Site-specific performance concerned with environmental change involves reciprocal, if uneven, influences between changes in human perception and experience and changes in the creative manifold that is called ‘place’ or ‘site’. Learning is a form of change associated with living beings. This essay poses the question of whether learning is a capability also found within the wider systems of relations between the living beings and non-living entities composing a place. The question requires keeping the subject who learns, but proposes another realm of capacity, the relational field. The steps to consider the question begin with Naess' theories of reality as a relational, experienced as a complex of internally related gestalts. Uexküll's ecological theory finds that there are no autonomous entities, only the entwining of co-evolving organisms and their milieu. This entwining is expanded on by Bateson in his theories of mind, systems and co-evolution. Three of Bateson's categories of learning apply to the question: that of zero-learning; learning to make varying choices in repeatable contexts; and of deutero-learning, the cross-species learning about the context of learning from which new patterns of interaction are generated. Learning is cognate with but different to creativity, adaptation and emergence. This learning within the relational field would pre-date the human and human normative intentions; what is being learned may be toxic.

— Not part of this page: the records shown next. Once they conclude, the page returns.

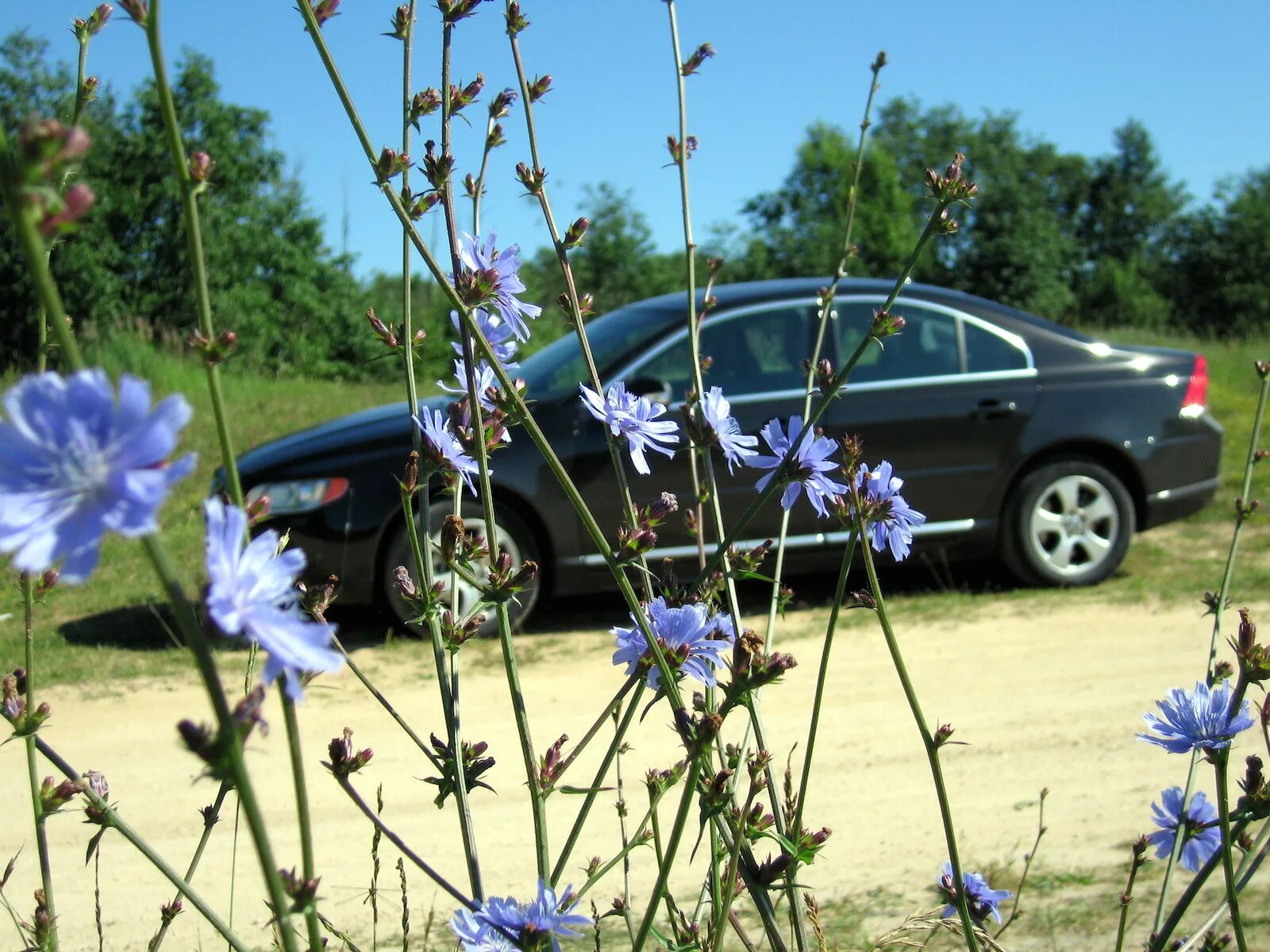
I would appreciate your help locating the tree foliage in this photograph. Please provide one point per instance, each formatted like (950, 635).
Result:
(294, 305)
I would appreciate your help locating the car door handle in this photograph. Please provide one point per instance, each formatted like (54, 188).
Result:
(994, 409)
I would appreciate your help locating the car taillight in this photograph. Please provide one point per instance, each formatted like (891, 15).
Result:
(1197, 391)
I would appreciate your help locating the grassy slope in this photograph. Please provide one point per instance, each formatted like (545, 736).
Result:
(1172, 562)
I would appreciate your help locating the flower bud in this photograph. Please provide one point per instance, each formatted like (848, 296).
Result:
(324, 10)
(137, 10)
(400, 23)
(463, 97)
(698, 56)
(201, 167)
(575, 232)
(533, 179)
(501, 105)
(540, 86)
(344, 759)
(516, 22)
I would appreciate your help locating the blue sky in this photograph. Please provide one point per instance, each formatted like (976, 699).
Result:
(1198, 76)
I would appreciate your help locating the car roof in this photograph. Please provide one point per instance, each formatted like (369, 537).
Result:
(749, 292)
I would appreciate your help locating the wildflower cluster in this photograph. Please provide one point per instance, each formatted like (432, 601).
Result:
(692, 641)
(503, 924)
(76, 461)
(252, 594)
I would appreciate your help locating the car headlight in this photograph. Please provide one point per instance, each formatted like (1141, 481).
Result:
(298, 495)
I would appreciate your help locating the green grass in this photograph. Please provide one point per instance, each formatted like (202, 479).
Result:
(105, 632)
(120, 641)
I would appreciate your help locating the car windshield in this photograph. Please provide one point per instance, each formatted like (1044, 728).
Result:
(554, 372)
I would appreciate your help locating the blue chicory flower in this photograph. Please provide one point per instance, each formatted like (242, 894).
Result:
(981, 898)
(810, 461)
(691, 641)
(634, 418)
(501, 270)
(1200, 837)
(76, 463)
(892, 518)
(537, 926)
(444, 450)
(717, 413)
(252, 594)
(1197, 719)
(499, 336)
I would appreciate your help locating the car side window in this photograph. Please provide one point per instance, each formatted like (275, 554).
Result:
(759, 352)
(987, 352)
(927, 347)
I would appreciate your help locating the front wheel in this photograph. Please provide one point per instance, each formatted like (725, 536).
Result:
(1067, 524)
(514, 537)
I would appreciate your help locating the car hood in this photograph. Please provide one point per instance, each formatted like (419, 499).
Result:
(368, 429)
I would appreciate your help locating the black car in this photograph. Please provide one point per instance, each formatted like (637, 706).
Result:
(1015, 436)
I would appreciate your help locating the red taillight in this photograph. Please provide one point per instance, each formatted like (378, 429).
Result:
(1197, 391)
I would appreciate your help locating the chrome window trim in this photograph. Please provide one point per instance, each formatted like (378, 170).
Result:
(683, 333)
(950, 527)
(905, 382)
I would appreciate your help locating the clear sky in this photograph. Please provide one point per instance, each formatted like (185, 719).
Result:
(1197, 75)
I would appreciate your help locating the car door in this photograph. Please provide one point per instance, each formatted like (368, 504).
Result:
(945, 400)
(755, 355)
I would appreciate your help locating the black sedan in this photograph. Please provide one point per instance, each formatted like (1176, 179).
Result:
(1015, 436)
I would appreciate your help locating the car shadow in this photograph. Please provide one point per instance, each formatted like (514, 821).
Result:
(150, 628)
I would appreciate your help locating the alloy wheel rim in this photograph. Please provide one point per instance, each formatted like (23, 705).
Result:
(1073, 526)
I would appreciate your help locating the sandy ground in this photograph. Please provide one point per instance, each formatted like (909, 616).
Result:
(1041, 701)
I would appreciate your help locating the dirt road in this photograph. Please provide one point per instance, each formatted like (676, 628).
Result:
(1051, 701)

The question is offered as a provocation, as a heuristic for experimentation, asking whether and how performance can engage with the realm of deutero-learning in relation to place. It asks how performance can recognise and represent a phenomenon in which human capabilities are de-stabilised, and in which human experience is inherent, as in the constitution of a place, but off-centre. The question, too, is like a concept or abstraction. For Whitehead, abstractions are raised in response to a problem, and they lure one's attention to something that matters.